The USDCHF fell yesterday and threatens to break below the 0.90 level again. However, it met dynamic support at the upper edge of a falling wedge pattern, bringing a bullish perspective for the aggressive trader.
And USDCHF lower.
Because of the EURCHF’s subdued volatility, the correlation between the EURUSD and USDCHF pairs reached almost -1. As a reminder, a value of -1 shows two financial assets perfectly correlated. In this case, they are negatively correlated. In other words, when one moves to the upside, the other one move to the downside, no matter the input that creates the move.

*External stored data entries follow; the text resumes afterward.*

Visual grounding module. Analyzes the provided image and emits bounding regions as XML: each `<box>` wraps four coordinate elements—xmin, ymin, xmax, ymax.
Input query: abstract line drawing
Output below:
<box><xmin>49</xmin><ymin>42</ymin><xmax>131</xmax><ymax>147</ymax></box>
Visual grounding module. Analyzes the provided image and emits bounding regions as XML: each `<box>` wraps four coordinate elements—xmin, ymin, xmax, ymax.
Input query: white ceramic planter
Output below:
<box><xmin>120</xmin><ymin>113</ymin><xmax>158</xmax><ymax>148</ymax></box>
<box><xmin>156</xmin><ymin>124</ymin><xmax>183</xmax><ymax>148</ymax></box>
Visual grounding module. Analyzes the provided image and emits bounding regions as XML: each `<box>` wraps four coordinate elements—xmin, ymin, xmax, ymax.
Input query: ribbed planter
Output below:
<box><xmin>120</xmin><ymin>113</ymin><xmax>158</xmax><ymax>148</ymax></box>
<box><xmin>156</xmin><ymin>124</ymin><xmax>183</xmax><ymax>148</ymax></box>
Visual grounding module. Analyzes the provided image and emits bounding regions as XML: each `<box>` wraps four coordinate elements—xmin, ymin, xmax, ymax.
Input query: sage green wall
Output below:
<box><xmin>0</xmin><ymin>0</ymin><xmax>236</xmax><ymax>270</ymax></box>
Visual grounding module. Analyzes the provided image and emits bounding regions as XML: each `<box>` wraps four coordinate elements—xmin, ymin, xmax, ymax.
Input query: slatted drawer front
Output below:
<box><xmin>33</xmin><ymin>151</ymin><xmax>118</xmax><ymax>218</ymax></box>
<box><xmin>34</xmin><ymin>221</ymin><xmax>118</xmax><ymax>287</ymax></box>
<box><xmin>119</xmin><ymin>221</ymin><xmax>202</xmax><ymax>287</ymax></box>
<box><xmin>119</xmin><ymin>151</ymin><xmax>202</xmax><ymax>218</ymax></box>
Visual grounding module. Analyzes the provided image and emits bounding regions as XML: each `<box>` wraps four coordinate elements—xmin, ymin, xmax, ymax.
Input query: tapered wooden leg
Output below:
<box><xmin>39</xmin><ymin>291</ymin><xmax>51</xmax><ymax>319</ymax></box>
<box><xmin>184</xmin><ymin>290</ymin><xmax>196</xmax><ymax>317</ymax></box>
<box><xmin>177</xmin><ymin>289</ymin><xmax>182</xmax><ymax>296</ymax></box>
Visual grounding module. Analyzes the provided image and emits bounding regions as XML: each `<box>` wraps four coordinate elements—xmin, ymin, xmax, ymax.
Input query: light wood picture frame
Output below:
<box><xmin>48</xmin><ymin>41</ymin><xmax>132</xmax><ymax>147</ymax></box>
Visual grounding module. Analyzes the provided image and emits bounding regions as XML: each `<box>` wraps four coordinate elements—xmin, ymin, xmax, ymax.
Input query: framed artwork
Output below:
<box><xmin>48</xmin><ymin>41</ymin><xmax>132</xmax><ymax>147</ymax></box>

Yesterday’s input came from the ECB’s Lagarde. The press conference that followed the ECB’s interest rate decision showed hesitation from the ECB. Or, at least, the way Lagarde presented the Governing Council’s view was inefficient.
Instead of focusing on the lower core inflation and the outlook for even lower values, the Lagarde emphasized the strong rebound in the Euro area economic growth. Not quite the message one wants to send to markets when it also signals that the ECB stands ready for more stimulus.
As such, the market took it as a hawkish message, and the EURUSD moved above 1.19. With it, the USDCHF tanked, based on the negative correlation mentioned earlier. However, it found support and a dynamic level, opening the gates for a two-step trading plan on the long side.
The move lower reached the previous falling wedge formation. That trendline acts as a support and represents a reason for bulls to go long at the market – the first step in a bullish plan.
Next, bulls would like to see the USDCHF price action exceeding the 0.92 level. This is the level where it hesitated previously, and a break there should trigger more upside potential – the second step in the bullish plan.
A move below 0.90 would invalidate the bullish scenario. As for the take profit, bulls may want to consider a 161.8% extension from the entire move from 0.90 to 0.92 – more than three hundred pips to the upside.